BarbriSFCourseDetails

Course Details

This CLE course will provide trial counsel with best practices for getting social media evidence admitted at trial, authenticating the evidence, proving its relevancy, and overcoming hearsay objections. The program will also address ethical considerations that counsel must weigh when using social media evidence.

Description

The use of internet content, social networking websites, and email communication has altered how practitioners investigate and try cases. While the sources of obtaining electronic evidence during discovery are plentiful, the challenge remains getting the evidence admitted at trial.

There is a growing body of law addressing authentication of electronic evidence obtained from the internet and social media sites, but court rulings are inconsistent and thus unpredictable. Litigators face other evidentiary hurdles, including reliability and the hearsay nature of this evidence.

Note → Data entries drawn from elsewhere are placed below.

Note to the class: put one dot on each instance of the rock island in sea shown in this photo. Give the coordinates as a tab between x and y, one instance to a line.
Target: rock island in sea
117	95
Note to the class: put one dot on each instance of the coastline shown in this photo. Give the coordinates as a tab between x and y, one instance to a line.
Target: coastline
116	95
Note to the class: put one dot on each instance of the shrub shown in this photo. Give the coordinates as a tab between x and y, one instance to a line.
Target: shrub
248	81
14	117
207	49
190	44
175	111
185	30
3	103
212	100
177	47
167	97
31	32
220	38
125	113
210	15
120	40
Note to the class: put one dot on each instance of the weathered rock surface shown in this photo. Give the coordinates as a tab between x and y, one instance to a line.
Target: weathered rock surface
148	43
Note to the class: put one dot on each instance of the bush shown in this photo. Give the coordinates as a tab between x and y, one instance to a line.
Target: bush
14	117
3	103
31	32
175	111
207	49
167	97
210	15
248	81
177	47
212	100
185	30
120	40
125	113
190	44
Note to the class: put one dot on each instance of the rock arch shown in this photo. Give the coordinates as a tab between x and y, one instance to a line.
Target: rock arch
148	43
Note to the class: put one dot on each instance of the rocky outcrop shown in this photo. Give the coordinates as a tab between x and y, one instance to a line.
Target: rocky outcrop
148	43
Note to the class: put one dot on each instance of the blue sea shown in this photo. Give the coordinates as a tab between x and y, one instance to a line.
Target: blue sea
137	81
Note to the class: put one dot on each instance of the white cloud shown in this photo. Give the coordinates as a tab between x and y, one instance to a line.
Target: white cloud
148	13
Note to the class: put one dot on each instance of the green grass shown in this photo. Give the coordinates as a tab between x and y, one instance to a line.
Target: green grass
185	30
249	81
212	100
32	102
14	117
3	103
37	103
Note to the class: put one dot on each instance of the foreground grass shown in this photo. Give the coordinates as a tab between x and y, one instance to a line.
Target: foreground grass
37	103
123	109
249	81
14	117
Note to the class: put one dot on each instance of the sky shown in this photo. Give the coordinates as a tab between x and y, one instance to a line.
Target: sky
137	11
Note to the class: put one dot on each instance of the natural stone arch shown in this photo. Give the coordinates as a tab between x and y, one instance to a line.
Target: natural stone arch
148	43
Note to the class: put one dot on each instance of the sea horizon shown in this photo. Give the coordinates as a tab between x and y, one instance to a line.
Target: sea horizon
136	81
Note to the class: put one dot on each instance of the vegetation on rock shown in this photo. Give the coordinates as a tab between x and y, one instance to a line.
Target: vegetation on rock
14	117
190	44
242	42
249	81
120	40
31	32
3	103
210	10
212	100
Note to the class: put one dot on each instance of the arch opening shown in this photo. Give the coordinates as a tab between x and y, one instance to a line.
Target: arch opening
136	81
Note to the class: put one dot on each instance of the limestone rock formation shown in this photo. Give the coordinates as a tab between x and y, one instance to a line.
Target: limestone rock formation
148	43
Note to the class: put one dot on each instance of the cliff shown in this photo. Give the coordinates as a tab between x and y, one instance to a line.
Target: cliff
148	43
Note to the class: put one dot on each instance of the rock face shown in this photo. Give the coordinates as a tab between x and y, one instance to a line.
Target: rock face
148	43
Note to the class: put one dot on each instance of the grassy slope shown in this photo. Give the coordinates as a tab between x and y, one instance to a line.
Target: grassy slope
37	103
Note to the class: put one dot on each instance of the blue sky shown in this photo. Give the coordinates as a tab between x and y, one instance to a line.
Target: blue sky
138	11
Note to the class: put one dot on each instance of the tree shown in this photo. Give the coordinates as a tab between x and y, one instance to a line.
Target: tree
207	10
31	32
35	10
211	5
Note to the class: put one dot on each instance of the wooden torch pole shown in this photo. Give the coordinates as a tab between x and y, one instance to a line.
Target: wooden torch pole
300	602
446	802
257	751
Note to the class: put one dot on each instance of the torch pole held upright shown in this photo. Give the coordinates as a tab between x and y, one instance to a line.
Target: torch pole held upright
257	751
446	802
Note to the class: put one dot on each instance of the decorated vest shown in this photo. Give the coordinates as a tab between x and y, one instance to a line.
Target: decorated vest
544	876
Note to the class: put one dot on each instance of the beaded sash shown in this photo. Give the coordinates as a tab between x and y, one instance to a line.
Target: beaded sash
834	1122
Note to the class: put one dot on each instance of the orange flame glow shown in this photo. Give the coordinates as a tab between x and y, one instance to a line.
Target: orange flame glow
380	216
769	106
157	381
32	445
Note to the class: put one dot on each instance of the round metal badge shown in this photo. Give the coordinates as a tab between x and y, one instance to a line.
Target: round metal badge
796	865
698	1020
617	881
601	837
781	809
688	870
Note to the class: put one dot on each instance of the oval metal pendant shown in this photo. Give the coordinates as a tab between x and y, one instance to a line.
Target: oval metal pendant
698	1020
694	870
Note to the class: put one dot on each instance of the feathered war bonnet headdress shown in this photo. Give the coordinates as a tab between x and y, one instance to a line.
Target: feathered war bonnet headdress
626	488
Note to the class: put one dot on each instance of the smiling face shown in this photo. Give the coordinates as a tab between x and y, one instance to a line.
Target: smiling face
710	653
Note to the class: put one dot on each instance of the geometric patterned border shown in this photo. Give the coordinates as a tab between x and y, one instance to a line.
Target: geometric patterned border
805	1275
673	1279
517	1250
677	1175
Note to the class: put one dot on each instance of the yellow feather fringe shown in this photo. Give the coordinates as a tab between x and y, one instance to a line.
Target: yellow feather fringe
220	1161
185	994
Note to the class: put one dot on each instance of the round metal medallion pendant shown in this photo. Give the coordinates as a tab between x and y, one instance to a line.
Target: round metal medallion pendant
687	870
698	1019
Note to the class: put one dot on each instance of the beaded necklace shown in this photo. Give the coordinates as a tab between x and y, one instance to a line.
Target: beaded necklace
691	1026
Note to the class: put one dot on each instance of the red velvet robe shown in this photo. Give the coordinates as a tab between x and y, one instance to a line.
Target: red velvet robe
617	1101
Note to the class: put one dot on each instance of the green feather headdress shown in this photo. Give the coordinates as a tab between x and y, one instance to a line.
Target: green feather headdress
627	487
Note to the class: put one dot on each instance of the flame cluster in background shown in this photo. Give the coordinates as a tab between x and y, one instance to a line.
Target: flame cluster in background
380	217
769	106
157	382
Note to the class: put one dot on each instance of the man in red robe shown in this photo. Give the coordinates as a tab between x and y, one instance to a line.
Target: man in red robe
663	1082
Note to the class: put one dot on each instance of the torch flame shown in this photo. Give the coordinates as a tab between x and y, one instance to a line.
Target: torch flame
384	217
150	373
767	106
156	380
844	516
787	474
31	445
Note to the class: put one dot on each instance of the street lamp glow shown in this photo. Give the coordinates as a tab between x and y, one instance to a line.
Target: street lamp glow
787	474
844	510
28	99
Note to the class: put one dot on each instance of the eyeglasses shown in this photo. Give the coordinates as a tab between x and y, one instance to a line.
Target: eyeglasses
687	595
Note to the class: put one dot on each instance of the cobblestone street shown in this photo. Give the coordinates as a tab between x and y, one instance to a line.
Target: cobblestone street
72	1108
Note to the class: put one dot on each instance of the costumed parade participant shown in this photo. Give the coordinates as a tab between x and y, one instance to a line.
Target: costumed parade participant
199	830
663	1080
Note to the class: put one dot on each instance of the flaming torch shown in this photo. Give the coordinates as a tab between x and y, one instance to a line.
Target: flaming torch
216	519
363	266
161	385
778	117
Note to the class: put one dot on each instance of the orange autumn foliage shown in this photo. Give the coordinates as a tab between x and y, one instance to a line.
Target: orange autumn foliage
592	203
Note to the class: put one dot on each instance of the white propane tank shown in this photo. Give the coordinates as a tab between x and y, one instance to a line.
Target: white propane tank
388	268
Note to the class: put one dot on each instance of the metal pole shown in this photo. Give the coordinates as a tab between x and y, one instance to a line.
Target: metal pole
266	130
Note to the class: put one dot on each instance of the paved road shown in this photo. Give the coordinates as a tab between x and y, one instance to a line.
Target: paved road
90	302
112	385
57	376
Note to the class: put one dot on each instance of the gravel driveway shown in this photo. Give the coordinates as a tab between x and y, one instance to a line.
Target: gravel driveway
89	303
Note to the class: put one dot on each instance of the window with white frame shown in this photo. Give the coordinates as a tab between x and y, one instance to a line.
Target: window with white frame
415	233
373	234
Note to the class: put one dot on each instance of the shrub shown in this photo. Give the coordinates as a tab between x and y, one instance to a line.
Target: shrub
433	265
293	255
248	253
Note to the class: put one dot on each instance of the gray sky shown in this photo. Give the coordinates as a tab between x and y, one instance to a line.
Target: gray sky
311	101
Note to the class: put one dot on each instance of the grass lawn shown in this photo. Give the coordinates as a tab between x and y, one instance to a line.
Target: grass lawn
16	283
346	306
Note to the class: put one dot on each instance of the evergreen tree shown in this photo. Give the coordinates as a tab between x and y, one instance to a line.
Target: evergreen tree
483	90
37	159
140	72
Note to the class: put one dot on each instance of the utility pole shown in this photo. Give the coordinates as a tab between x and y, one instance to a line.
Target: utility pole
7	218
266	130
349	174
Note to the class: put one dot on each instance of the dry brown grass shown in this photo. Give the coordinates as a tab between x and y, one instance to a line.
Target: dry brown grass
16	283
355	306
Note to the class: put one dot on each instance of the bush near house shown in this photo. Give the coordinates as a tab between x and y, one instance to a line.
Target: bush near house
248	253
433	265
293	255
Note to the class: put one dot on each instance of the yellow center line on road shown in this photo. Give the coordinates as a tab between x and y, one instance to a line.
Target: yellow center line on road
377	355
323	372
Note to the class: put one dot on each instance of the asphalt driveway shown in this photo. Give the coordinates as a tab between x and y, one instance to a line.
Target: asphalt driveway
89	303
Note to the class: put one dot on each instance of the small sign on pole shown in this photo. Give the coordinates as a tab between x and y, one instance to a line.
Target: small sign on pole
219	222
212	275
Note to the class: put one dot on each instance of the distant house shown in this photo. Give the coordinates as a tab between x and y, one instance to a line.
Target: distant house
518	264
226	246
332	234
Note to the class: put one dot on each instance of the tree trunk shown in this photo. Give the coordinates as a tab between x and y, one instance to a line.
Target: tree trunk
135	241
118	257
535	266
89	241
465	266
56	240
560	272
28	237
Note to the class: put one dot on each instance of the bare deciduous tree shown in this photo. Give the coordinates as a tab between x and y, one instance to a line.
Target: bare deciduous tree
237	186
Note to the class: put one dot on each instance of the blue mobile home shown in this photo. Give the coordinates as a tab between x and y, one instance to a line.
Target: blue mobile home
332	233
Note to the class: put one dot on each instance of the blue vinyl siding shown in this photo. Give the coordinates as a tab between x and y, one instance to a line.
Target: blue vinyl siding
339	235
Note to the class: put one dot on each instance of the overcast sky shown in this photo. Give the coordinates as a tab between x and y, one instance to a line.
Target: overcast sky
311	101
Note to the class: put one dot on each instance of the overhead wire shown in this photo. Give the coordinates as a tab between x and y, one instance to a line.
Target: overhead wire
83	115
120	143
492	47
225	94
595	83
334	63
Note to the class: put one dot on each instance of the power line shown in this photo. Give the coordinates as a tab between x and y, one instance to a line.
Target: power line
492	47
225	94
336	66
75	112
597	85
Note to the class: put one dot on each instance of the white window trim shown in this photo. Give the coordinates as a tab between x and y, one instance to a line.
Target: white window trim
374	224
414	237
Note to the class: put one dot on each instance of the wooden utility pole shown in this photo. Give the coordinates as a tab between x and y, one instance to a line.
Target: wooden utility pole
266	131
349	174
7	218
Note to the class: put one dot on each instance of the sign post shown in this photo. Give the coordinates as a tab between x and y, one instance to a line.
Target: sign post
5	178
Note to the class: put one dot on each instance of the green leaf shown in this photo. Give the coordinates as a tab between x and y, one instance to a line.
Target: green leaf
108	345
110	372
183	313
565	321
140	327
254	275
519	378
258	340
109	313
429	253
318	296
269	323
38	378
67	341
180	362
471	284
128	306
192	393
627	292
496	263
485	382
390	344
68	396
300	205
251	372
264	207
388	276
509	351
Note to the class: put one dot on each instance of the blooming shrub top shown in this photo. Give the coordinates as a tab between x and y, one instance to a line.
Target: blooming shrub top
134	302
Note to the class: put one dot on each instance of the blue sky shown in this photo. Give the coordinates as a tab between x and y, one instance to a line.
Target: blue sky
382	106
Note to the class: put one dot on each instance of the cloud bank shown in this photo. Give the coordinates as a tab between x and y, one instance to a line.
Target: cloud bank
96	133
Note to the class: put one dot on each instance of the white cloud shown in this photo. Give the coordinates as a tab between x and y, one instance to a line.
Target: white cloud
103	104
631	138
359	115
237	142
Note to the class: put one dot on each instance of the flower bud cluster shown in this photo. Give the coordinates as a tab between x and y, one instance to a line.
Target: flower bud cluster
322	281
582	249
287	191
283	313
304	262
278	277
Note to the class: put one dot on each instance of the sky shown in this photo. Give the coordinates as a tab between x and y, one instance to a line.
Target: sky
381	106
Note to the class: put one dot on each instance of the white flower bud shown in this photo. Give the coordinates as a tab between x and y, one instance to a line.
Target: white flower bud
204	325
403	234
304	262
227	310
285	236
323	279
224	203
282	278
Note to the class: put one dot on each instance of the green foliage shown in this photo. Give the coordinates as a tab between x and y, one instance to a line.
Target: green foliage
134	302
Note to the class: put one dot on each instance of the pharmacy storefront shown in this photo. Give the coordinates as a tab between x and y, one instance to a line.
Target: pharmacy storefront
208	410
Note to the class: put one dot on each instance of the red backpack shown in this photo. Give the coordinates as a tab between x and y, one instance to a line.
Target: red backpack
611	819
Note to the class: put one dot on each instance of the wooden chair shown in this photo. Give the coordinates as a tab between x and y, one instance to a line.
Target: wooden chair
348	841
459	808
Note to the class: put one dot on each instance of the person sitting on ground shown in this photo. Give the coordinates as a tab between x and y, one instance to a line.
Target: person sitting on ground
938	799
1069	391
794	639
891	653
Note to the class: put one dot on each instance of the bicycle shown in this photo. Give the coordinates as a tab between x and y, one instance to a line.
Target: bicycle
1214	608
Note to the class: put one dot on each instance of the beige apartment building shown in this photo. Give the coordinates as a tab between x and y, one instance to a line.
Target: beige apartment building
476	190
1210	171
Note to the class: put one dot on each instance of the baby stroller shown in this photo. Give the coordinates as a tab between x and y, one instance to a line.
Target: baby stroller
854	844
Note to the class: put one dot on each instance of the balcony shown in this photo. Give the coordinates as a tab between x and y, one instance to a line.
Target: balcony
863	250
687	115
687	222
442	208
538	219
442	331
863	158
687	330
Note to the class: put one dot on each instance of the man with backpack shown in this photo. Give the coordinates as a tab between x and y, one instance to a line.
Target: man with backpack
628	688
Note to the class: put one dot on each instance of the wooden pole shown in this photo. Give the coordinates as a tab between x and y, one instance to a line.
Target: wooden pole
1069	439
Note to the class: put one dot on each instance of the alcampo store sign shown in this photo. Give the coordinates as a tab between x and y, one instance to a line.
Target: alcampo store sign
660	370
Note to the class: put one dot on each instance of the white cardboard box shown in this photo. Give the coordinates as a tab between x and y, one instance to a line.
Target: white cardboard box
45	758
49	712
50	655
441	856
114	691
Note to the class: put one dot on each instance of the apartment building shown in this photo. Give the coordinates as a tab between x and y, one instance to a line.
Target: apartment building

Additionally, privacy concerns pose some limitations on using information from social networking sites. Practitioners and their clients must also understand the ethical considerations of using such information in litigation and in participating in social networking sites themselves.

Listen as our panel of expert litigators discusses the legal, practical and ethical implications of using electronic evidence obtained from social media networks, the internet and email at trial.

Outline

  1. Authentication
  2. Relevance and undue prejudice
  3. Hearsay
  4. Ethical considerations

Benefits

The panel will review these and other key issues:

  • What issues have proven most difficult for courts considering the authentication of social media evidence?
  • What are best practices for overcoming hearsay concerns for internet and email communication?
  • How have courts viewed the expectation of privacy on a networking site that is secured by some form of privacy protection?